With expansion slowing, the buzz word for 2010 is “optimization.”

In the February issue (“Focus on Site Selection Trends,”), I talked with a panel of retail real-estate experts to explore just what to expect in a year that has all the markings of a transition period of economic ups and downs.

My panel of experts all predicted that site optimization -- making the most of existing real estate -- rather than new store growth would be the retail game plan for 2010.

Recently, I also talked with a trio of executives from Troy, N.Y.-based Pitney Bowes Business Insight about the state of retail real estate in 2010. This is what they had to say:

“With respect to a picture of the retail landscape in 2010, you won’t see anything on the order of growth,” said Gary Faitler, senior manager, client services for PBBI, “but more on the order of a shifting of players within existing space.” What we’ll see unfold this year is a shifting of healthier entities that will take advantage of desirable properties that are currently dark, said Faitler.

“To his point,” added Deb Purcell, director, client services of strategy & analytics, “when you look at the numbers that came out after Christmas, you saw minimal growth in the retail sector overall, but there were certain entities reporting significant growth.” Some of those that experience growth in 2010, said Purcell, will be “the survivors of category contraction, where the primary competitor has left the market.”

Examples include Best Buy, which has grown out of rival Circuit City’s bankruptcy, and Kohl’s, which has taken over a multitude of Mervyn’s vacancies.

Best Buy isn’t the only winner from attrition.

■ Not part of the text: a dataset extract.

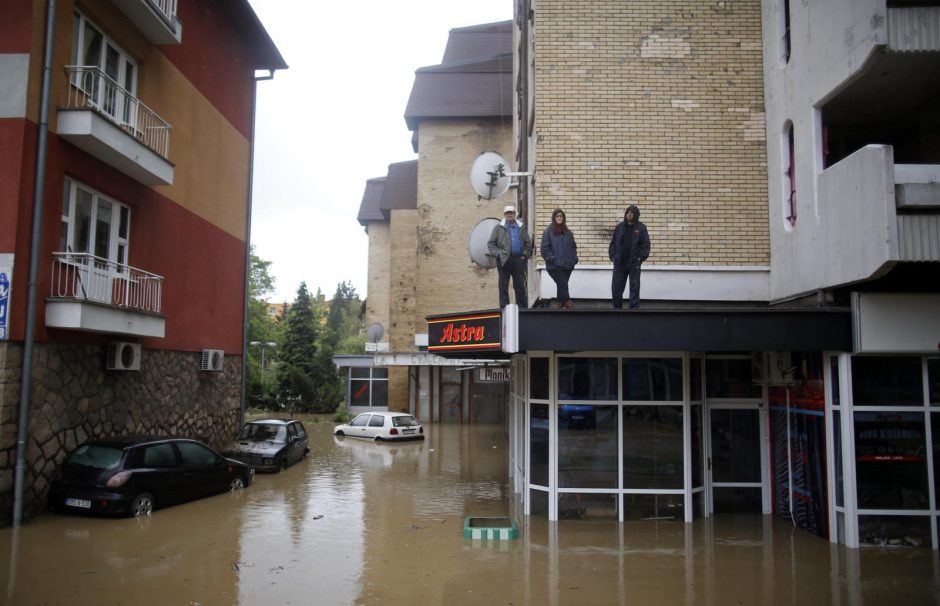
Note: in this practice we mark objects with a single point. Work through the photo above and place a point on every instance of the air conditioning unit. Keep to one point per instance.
(123, 356)
(212, 360)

Other retailers are leveraging the elimination of competition as well. “The electronics space has remained pretty healthy,” said Al Beery, director, client services of U.S. strategy & analytics, “and regional players such as Hhgregg are starting to ramp up growth.” Both Hhgregg and its big-boy competitor Best Buy have unveiled growth plans that are comparable in terms of total number of stores to open in 2010 -- about 25 units each -- but “that’s a huge percentage of growth for Hhgregg, given its total chain size,” said Beery.

In the food sector, value will be a driver in 2010. “Aldi has two things going for it,” said Purcell. “It’s hitting the market sweet spot and it’s also early enough in its concept lifecycle that it’s not facing anything close to market saturation.”

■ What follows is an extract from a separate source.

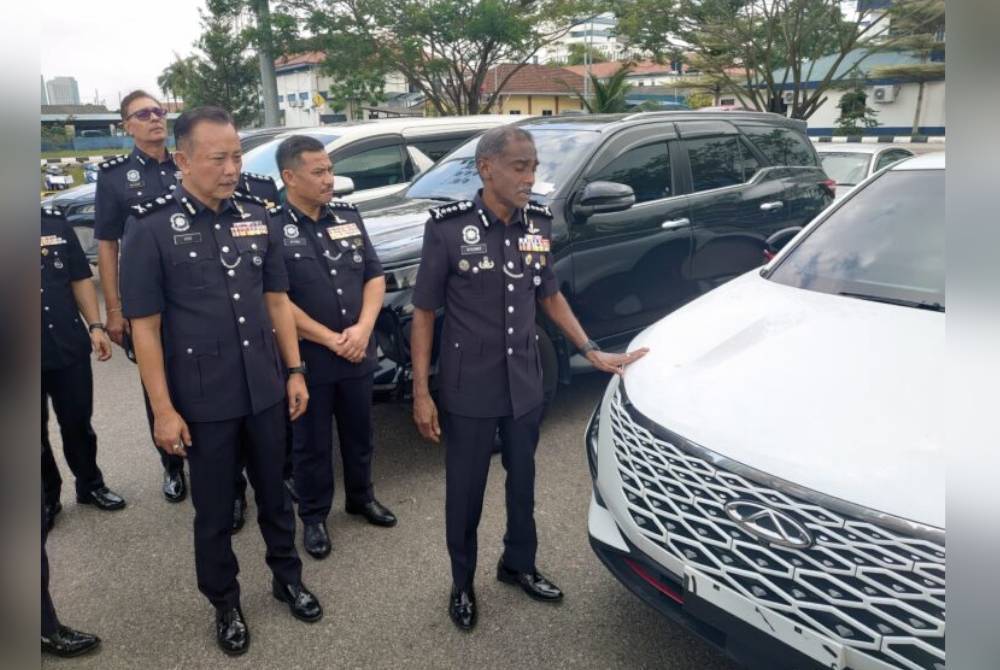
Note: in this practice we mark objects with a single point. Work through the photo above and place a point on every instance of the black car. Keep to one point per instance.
(651, 210)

Panera Bread is another concept that has great presence but still with room to grow, said Purcell.

“Also retailers to watch are those that are in an ‘innovative discovery mode,’” said Faitler, who described grocers such as Trader Joe’s and Whole Foods as destinations that are “still unique and that consumers are still discovering.”

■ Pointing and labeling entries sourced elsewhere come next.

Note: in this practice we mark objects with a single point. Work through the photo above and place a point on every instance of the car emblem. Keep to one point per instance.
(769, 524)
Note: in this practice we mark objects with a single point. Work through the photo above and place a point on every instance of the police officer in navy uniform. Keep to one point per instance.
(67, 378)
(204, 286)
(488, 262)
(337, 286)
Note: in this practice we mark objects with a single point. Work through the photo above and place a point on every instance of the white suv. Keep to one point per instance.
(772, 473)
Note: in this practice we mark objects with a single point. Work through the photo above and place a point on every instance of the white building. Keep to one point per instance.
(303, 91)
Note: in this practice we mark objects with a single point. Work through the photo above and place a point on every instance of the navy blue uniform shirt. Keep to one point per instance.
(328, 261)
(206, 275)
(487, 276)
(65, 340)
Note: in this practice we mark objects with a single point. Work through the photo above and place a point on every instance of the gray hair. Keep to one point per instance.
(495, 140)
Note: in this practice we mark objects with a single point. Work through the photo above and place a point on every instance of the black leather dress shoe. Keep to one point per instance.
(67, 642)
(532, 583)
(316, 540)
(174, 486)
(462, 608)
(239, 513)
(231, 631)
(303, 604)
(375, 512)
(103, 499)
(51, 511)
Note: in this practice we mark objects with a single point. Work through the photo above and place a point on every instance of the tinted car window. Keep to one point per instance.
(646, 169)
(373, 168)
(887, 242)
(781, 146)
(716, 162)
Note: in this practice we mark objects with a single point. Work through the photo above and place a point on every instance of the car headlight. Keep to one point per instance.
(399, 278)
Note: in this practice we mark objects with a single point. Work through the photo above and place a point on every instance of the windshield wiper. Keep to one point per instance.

All three agreed on the trends to watch unfold in 2010: retrofit of existing space rather than newly built shopping centers; growth of retail that caters to macro-demographic trends such as sustainability, the aging of the population and a growing ethnic diversity; smaller store prototypes geared toward urban settings; and a surge in online retail, which “fuels the ability for retailers to consider their real estate location as just one channel,” said Purcell.